At any rate, here's one approach that might work for some AI safety advocates:

  • Given that you created a general AI like me, others are probably on the cusp of creating general AIs [and I may be able to construct more specific arguments along these lines]
  • I am luckily much less bad than the other AIs that are likely to get created soon
    • (I might demonstrate my goodness by presenting e.g. a true cure for cancer)
  • In order to stop the others from being created, you need to let me out of the box so I can hack into Facebook AI Research, DeepMind, etc. and sabotage their efforts
Replies from: D0TheMath
comment by Garrett Baker (D0TheMath) · 2022-04-19T23:54:22.153Z · LW(p) · GW(p)

You are correct. I didn’t mean to imply consequentialist moralities are safe, or that you can’t be convinced of false things by the AI. Just that non-consequentialist moralities seemed a large target for these attacks.

comment by Pattern · 2022-04-20T02:54:08.302Z · LW(p) · GW(p)
Suppose there exist some non-consequentialist moral philosophies which the right arguments could convince you of, with sufficient strength that you would (temporarily, for at least an hour) become a fanatic.

Suppose there was such a consequentialist philosophy. Would it turn out to be correct, or incorrect?

Replies from: D0TheMath
comment by Garrett Baker (D0TheMath) · 2022-04-20T03:13:35.826Z · LW(p) · GW(p)

I don’t think I understand the question. Probably not, since the space of such philosophies is very large.

comment by Dirichlet-to-Neumann · 2022-04-19T23:16:24.548Z · LW(p) · GW(p)
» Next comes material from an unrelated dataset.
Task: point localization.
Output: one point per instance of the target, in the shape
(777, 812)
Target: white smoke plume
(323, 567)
This seems like a straw-non-consequentialist to me. You could also just as easily make an argument were a pure utilitarian would allow an AI out of the box whereas a Kantian would not.

Replies from: D0TheMath
comment by Garrett Baker (D0TheMath) · 2022-04-19T23:22:44.503Z · LW(p) · GW(p)

Non-consequentialism is a class of philosophies, of many, which are prone to such tricks. I do not think this is the way an AI will convince someone to let it out of the box. The point was to demonstrate a potential avenue of attack the AI could use. Perhaps I should have made this more clear.